The tiny hairs on Karen’s arms stood on end.

She read through the transcripts. Emberglow. Concours. Greenwich. Her heart picked up a beat each time she encountered a familiar phrase. Suddenly it dawned on Karen just what this was. SunDog. The mention of a change of life, in the Caribbean. A reference to Charlie’s old screen name, CharlieBoy.

An invisible hand seemed to clutch her heart in its icy fist and not let go. She focused on the name for a long time. Then she looked up. “You think this is Charlie, don’t you?”

“What I think is that there’s an awful lot that sounds pretty familiar,” he replied.

Karen stood up, a jolt of nerves winding through her. Until now it had been safe to feel that it was all some abstract puzzle. Seeing his face on the screen; finding the safe-deposit box in New York. Even the horrible death of that person on his staff, Jonathan…It all just led somewhere nebulous, somewhere she never thought she’d actually have to confront.

But now…Her heart raced. SunDog. Karen could actually see him coming up with something like that. Now there was the possibility that everything that had happened was real. Now she could read words and phrases he might have said and almost hear his voice—familiar, alive.
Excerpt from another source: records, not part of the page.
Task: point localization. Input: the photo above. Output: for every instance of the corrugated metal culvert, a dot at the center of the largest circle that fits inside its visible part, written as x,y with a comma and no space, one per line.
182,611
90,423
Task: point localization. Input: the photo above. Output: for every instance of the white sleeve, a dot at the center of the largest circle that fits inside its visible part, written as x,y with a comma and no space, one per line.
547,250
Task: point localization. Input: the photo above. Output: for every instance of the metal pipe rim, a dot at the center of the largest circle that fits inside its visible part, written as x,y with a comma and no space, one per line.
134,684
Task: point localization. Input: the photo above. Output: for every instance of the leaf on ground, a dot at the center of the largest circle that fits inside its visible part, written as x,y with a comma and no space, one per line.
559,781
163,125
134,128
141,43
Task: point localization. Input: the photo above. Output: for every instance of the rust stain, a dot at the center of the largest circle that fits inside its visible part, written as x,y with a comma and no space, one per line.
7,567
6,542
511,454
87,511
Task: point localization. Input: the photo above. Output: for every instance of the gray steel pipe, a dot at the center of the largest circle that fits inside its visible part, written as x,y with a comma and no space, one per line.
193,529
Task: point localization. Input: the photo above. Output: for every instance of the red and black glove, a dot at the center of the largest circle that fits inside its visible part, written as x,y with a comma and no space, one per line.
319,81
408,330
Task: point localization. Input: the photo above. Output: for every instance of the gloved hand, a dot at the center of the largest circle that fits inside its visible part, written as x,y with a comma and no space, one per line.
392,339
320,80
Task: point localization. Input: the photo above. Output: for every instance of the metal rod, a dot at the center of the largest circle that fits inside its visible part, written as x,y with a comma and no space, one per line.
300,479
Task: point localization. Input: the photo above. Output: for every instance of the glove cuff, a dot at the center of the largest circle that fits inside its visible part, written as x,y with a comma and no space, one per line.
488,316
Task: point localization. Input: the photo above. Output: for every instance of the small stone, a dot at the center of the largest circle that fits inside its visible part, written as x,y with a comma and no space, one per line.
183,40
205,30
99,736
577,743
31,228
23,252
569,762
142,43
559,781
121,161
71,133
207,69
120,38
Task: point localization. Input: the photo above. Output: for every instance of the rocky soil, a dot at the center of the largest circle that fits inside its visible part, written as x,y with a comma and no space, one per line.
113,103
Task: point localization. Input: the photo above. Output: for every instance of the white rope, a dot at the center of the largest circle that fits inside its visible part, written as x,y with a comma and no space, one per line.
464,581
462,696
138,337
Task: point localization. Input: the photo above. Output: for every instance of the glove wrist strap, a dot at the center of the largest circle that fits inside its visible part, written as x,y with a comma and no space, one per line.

Out there—doing the same things, having the same conversations he’d once had with her.

A pressure throbbed in Karen’s forehead. “I don’t know what to do with this, Ty.”

“I had my contacts trace the name,” he said. “It’s a free Internet site, Karen. Hotmail. There’s no name registered against it, just a post-office box out of St. Maarten. In the Caribbean.”

Karen held her breath and nodded.

“The P.O. box was registered under the name of Steven Hanson.”

“Hanson?” Karen looked anxious.

“Does it mean anything to you?”

“No.”

Hauck shrugged. “No reason it should. But it did strike something in me. I checked it back against the list we got from Mustang World.” He handed her another sheet. “Look, there’s an S. Hanson right here. No address, but a P.O. box. This one’s in St. Kitts.”

“That doesn’t prove it’s him,” Karen said. “Only someone who’s interested in the same kind of cars—from down there. Lots of people might be.”

“Who’s keeping an awfully low profile, Karen. Post-office boxes, assumed names. I did a credit check on the name down there, and you know what came back? Nothing.”

“That still doesn’t mean it’s Charles!” Her voice carried an edge of desperation in it. “Why? Why are you doing this, Ty? Why did you quit your job?” She came back to the couch and sat down on the arm, staring at him. “What’s in it for you? Why the hell are you making me face this?”

“Karen…” He put his hand on her knee and gently squeezed.

“No!” She pulled away.

His deep-set eyes were unwavering, and for a second she thought she might just start to cry. She wanted him to hold her.

“You said there was an e-mail address?”

“Yeah. There is.” He reached over and handed her a slip of paper. Karen took it, her fingers shaking.

Oilman0716@hotmail.com.

She read it over a couple of times, the truth slowly sinking in. Then she looked up at him with a half smile, as if stung, wounded.

“Oilman…” She sniffled, feeling lifted for a second, and at the same time let down.

A moist film burned in her eye.

“It’s him.” She nodded. “That’s Charlie.”

“You’re sure?”

“Yeah, I’m sure.” She exhaled, as if fortifying herself against the dam burst of tears about to come down. “That number, 0716—we always used it for our passwords. That’s our anniversary—July sixteenth…. The date we were married. In 1989. That’s Charlie, Ty.”